I can see nothing is moving,so I conclude
4g+6g=T1+T
where g is acceleration due to gravity

I don't see anyway to go further.
 

topsquark

Well-known member
MHB Math Helper
Aug 30, 2012
1,123
Modified it.

My work?
I can see nothing is moving,so I conclude
4g+6g=T1+T
where g is acceleration due to gravity

I don't see anyway to go further.
On the sketch I'm going to call m1 = 4 kg and m2 = 6 kg. I'm also going to deal with the two masses as separate systems. I am defining upward as +y in both diagrams.

For m1:
Using Newton's 2nd I get T1 - T - m1*g = 0, so we get an equation for T1 in terms of T.

For m2:
Using Newton's 2nd I get -m2*g + T = 0.

Solve the m2 equation for T and plug it into the m1 equation.

-Dan
 

mathmaniac

Active member
Mar 4, 2013
188
T=6g and T1=6g+4g=10g
But this is not the answer I had been taught,it is 2g.

For m1:
Using Newton's 2nd I get T1 - T - m1*g = 0, so we get an equation for T1 in terms of T.
For m2:
Using Newton's 2nd I get -m2*g + T = 0
how can it be when some other forces like 4g and T1 are pulling T?
Same question for m1.

I'm also going to deal with the two masses as separate systems.
Things on the one side of the pulley have no effects on the other?
 

topsquark

Well-known member
MHB Math Helper
Aug 30, 2012
1,123
For m1:
Using Newton's 2nd I get T1 - T - m1*g = 0, so we get an equation for T1 in terms of T.
I got my T1's and T's reversed. This should read T - T1 - m1*g = 0

Sorry about that.

T=6g and T1=6g+4g=10g
But this is not the answer I had been taught,it is 2g.
Yes, that's the correct answer.

Things on the one side of the pulley have no effects on the other?
They do correlate...through the tension T.

If you wish to consider the system as one unit, go ahead (though you won't get an equation for T this way.) The trick is that the pulley "unbends" the problem into a straight line. +y upward on one side of the pulley implies +y being downward on the other. It can certainly be done, but requires a bit more work is all. Oooh! I almost forgot to say...any solution here requires that there is a tension T pulling upward on m1 and the same value for the tension is pulling upward on m2. If you aren't using ideal strings this goes out the window. When in doubt, assume an ideal string.

-Dan
 

mathmaniac

Active member
Mar 4, 2013
188
Please demonstrate how it would be like when the string is laid out in a straight line.
Thanks
Regards
 

topsquark

Well-known member
MHB Math Helper
Aug 30, 2012
1,123
Please demonstrate how it would be like when the string is laid out in a straight line.
Thanks
Regards
"Ideal" pulleys do nothing more than change the direction of the tension. You can straighten them out but note when you do that the weight of the mass on the left is to the left, and the weight of the mass on the right is to the right. It is for this reason I prefer not to teach my classes about it...the concepts can get a bit confusing when all the forces get laid down into one line.

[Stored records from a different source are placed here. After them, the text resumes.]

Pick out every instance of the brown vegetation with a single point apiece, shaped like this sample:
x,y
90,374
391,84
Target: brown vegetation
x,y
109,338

Using your problem as an example, let's define +y to the right. Then we have that T1 is a force acting to the left (so we would say it's in the negative direction), there is a weight acting in the negative direction, there is a tension acting in the positive direction, etc. It's certainly not an impossible calculation to do, but labeling and finding out what forces act in what direction is a bit too complicated for my taste.

-Dan